There's a biography that I read -- I think there's only one -- "Split Image." And then I watched a lot of his films leading up to 1959. He was on a game show, where a celebrity signs in and you can't see who it is and then [the panel] asks them 20 questions and then they guess who it is. [Ed's note: It's "What's My line" from 1957.] I watched him doing that and then the only other interviews you can find of him around that time are in French. My French is okay but it's difficult. But in truth, I just watched "Psycho" a lot. He was so gangly and all arms and he seemed to have too many limbs. I'm sure it's why he never became a big star in America -- he just wasn't macho enough. And of course this role. I wouldn't say [it would've typecast him] had he made different choices in the next three years [after "Psycho"]. He fell in love, he went to Europe. They loved him in Europe. He was the highest paid actor in Europe for a good decade. He was really revered over there, but America just found his roles not manly enough.
I think when you see "Psycho" for the first time, it's surprising how subtle Perkins actually was. He's not a raving lunatic for the whole film.
I think to put it in the context of my film-watching career, I expect the nice guy to turn out to be a psychotic lunatic at the end. But nobody did in 1960, and that was what made it so shocking: that this is the first time anybody had done that. Now we're so expectant of that kind of thing, you can't even do it anymore.
What did you think of "Psycho" the first time you saw it?
I've only watched it one time. I've watched bits of it a lot. But I only watched the whole film once when I was 14. My friend was sitting on me, forcing me to watch it late at night. I was beyond terrified. I don't think I slept for the next four nights. So when this came around, at some point I thought, "Oh crap, I'm going to have to watch the film again." So I watched it up to a point and then I went [mimes switching off the remote] and then they all lived happily ever after. [Laughs]
It still affects you that much?
I couldn't bring myself to watch it! Maybe it isn't as terrifying as I remember it. The shower scene actually was not as bad as I remembered it. I just couldn't watch the end. I remember the bit where the mother's spun around in the chair. I remember that was one of the most frightening things I'd ever seen.
So you had no idea what happens in the film before you saw it? All these years after it was made, you were totally unspoiled?
The word "psycho" was in common parlance by the time I watched it, so I guess I knew that there was going to be a psychopathic lunatic on the loose somewhere. But the dead mother in the basement was a complete shock. That's what kept me up. So I didn't watch that scene [again]. But funny enough, we sort of almost recreated that scene when we were doing this, so there was in fact the dummy of the mother and I was standing there in the dress and the wig. It was a bit weird having a dress fitting done. That's a first. But you know, it was fun. The wig was really scratchy.
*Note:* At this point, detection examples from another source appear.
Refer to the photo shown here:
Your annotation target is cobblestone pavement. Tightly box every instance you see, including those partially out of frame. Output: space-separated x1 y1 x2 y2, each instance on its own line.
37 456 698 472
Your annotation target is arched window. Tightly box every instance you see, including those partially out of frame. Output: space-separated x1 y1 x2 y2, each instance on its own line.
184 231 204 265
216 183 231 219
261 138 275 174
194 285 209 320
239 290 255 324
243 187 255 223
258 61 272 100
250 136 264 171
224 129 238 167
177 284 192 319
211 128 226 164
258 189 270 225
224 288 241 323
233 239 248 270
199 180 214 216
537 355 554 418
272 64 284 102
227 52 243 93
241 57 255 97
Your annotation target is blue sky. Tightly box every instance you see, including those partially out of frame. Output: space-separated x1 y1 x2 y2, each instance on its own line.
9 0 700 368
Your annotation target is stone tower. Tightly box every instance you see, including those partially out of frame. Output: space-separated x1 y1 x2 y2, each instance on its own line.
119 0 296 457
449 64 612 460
And you're not part of the shower scene.
I'm not. That's one of the little tidbits [about the history of the film]: Tony Perkins was in New York doing a play while they were filming the shower scene.
Is it hard working with two iconic Oscar winners or do you quickly get past that?
Tony is covered in prosthetics, so he doesn't even look like Tony. But you know, I had a really great time with him when I first met him and it never really went away. Helen's really fantastic and approachable.
Why do you think people are still so interested in Hitchcock?
I think there is an enduring fascination with Hitchcock for people who love cinema and even for people who don't love cinema. He was one of those names that transcended what he was that he did. He has framed so much of what filmmakers do, what they believe [they are doing] instinctively, and in fact, it's because we're conditioned through his films. When we were in the research period, they were screening "Foreign Correspondent." There's a plane crash in it and it's as good as anything you'd see now. It's really, really tense. You're on the edge of your seat.